Working on the EMR cluster (CS 205)
Very Important: Please terminate the cluster as soon as you are done. Otherwise, you will continue to be charged!
Once the cluster is ready
If you click on "SSH", it will give you instructions on how to ssh.
Copying files to hadoop file system (HDFS)
Before you can work with any data (input files), they need to be loaded to HDFS.
For example, for a file "file.txt" (or directory "data"):
hdfs dfs -put file.txt
hdfs dfs -put data
Running spark
You can run spark from the command line with:
spark-submit <python_script>
or
spark-submit <python_script> ..files or other options
Note that any data file should already be on hdfs.
Examples
Important:
For examples 2 and 3, you need to load the /usr/lib/spark/data directory to hdfs. So do:
hdfs dfs -put /usr/lib/spark/data
- wordcount.py:
The program is in: /usr/lib/spark/examples/src/main/python
You can try it on itself. To do that, load wordcount.py to hdfs
hdfs dfs -put /usr/lib/spark/examples/src/main/python/wordcount.py
spark-submit wordcount.py wordcount.py - logistic_regression_with_lbfgs_example.py
visit: https://spark.apache.org/docs/latest/mllib-linear-methods.html
The program is in /usr/lib/spark/examples/src/main/python/mllib
spark-submit logistic_regression_with_lbfgs_example.py - multi_class_metrics_example.py
visit: https://spark.apache.org/docs/latest/mllib-linear-methods.html
The program is in /usr/lib/spark/examples/src/main/python/mllib
spark-submit multi_class_metrics_example.py
jupyter access (formerly ipython notebook)
Once the cluster is up:
jupyter notebook is available at port 8880
Before you can connect to it, you need to ssh tunnel.
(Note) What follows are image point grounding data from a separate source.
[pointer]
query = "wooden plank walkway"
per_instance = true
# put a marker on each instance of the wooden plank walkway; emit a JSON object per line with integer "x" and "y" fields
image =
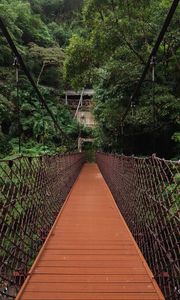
{"x": 90, "y": 253}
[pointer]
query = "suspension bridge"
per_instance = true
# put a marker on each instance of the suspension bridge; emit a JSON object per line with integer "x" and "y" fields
{"x": 74, "y": 230}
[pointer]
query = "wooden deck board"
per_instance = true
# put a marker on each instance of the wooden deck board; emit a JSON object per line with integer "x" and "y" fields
{"x": 90, "y": 253}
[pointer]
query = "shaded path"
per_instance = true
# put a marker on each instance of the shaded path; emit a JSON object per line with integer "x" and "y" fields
{"x": 90, "y": 253}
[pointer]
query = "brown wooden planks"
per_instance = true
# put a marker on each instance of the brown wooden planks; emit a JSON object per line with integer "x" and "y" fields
{"x": 90, "y": 253}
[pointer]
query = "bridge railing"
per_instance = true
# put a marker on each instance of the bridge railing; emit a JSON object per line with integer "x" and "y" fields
{"x": 147, "y": 193}
{"x": 32, "y": 191}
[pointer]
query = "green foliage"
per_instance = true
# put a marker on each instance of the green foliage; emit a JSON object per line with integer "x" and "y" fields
{"x": 110, "y": 54}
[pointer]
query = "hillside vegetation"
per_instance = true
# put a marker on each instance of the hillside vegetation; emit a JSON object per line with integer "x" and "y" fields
{"x": 102, "y": 44}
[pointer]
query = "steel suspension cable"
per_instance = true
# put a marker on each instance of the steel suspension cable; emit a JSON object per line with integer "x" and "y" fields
{"x": 23, "y": 66}
{"x": 151, "y": 56}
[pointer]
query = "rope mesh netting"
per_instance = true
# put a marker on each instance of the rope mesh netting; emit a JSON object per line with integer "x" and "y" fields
{"x": 147, "y": 193}
{"x": 32, "y": 191}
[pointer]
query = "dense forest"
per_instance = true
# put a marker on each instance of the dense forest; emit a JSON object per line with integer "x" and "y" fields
{"x": 103, "y": 44}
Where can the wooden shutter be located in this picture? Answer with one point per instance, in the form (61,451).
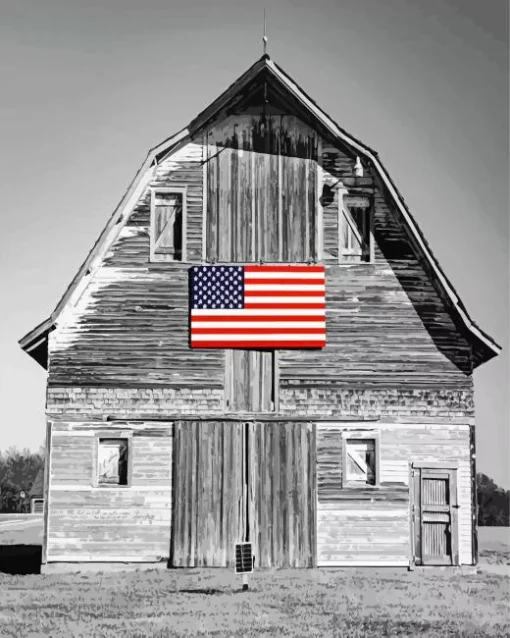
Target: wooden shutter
(355,229)
(250,381)
(360,460)
(168,218)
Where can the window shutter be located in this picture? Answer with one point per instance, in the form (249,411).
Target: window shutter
(168,221)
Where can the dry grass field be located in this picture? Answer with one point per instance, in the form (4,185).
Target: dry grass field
(322,603)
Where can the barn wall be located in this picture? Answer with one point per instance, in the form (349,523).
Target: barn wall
(391,346)
(372,525)
(88,523)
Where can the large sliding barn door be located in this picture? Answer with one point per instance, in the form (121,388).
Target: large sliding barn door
(236,481)
(434,515)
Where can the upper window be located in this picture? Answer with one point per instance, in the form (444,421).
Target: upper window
(360,467)
(251,383)
(168,224)
(112,462)
(355,233)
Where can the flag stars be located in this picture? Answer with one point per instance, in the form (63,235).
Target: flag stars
(217,287)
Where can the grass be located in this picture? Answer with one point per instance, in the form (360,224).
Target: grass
(208,602)
(322,603)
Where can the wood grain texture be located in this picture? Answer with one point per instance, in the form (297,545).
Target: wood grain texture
(216,504)
(376,520)
(89,521)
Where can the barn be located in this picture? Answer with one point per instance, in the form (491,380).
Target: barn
(313,397)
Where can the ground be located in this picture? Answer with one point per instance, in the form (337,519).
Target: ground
(323,603)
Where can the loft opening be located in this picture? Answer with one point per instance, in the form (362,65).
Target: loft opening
(168,224)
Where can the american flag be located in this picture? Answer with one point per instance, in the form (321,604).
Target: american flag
(258,307)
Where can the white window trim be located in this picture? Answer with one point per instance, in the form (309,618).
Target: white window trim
(113,435)
(343,208)
(361,434)
(182,190)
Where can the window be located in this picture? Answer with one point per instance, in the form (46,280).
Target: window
(168,224)
(251,383)
(355,233)
(112,462)
(37,506)
(361,462)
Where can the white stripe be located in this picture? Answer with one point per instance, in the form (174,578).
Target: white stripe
(62,487)
(279,300)
(259,324)
(252,337)
(259,312)
(283,275)
(294,287)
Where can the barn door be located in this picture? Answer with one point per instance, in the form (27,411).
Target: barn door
(434,515)
(237,481)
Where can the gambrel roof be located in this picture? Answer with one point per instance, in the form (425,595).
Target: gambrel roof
(263,71)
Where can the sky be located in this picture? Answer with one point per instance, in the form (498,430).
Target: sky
(88,87)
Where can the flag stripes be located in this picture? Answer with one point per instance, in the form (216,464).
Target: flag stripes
(258,307)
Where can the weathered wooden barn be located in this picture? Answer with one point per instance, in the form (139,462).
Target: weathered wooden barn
(360,452)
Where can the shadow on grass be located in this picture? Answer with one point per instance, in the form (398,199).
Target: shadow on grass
(208,591)
(20,559)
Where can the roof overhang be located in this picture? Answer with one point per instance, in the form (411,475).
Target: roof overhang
(484,347)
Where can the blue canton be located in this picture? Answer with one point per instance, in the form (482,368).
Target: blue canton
(217,287)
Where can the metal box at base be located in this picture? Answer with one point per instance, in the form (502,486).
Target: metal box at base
(244,558)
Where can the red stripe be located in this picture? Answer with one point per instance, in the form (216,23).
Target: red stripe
(283,306)
(257,331)
(295,281)
(267,345)
(284,269)
(283,293)
(263,318)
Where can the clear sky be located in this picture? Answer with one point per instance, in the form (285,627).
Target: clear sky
(86,87)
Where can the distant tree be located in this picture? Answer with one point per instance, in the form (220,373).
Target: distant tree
(18,470)
(493,502)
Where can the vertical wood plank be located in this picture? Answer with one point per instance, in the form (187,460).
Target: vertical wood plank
(454,518)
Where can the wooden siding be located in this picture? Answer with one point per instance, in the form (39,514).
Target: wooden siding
(216,505)
(249,381)
(261,189)
(372,525)
(392,347)
(88,523)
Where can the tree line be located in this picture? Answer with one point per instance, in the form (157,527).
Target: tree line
(19,468)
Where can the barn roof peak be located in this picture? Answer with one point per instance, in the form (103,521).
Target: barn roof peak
(35,342)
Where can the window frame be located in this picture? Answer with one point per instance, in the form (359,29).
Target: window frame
(112,435)
(153,256)
(343,209)
(228,388)
(361,434)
In a terminal (on Mac and LInux), type:
- ssh -i ~/mykeypair.pem -N -L 8880:ec2-###-##-##-###.compute-1.amazonaws.com:8880 hadoop@ec2-###-##-##-###.compute-1.amazonaws.com
whereec2-###-##-##-###.compute-1.amazonaws.com is your machine's DNS displayed on the cluster dashboard.
For windows, follow:
Also you need to substitute your key pair for mykeypair.pem.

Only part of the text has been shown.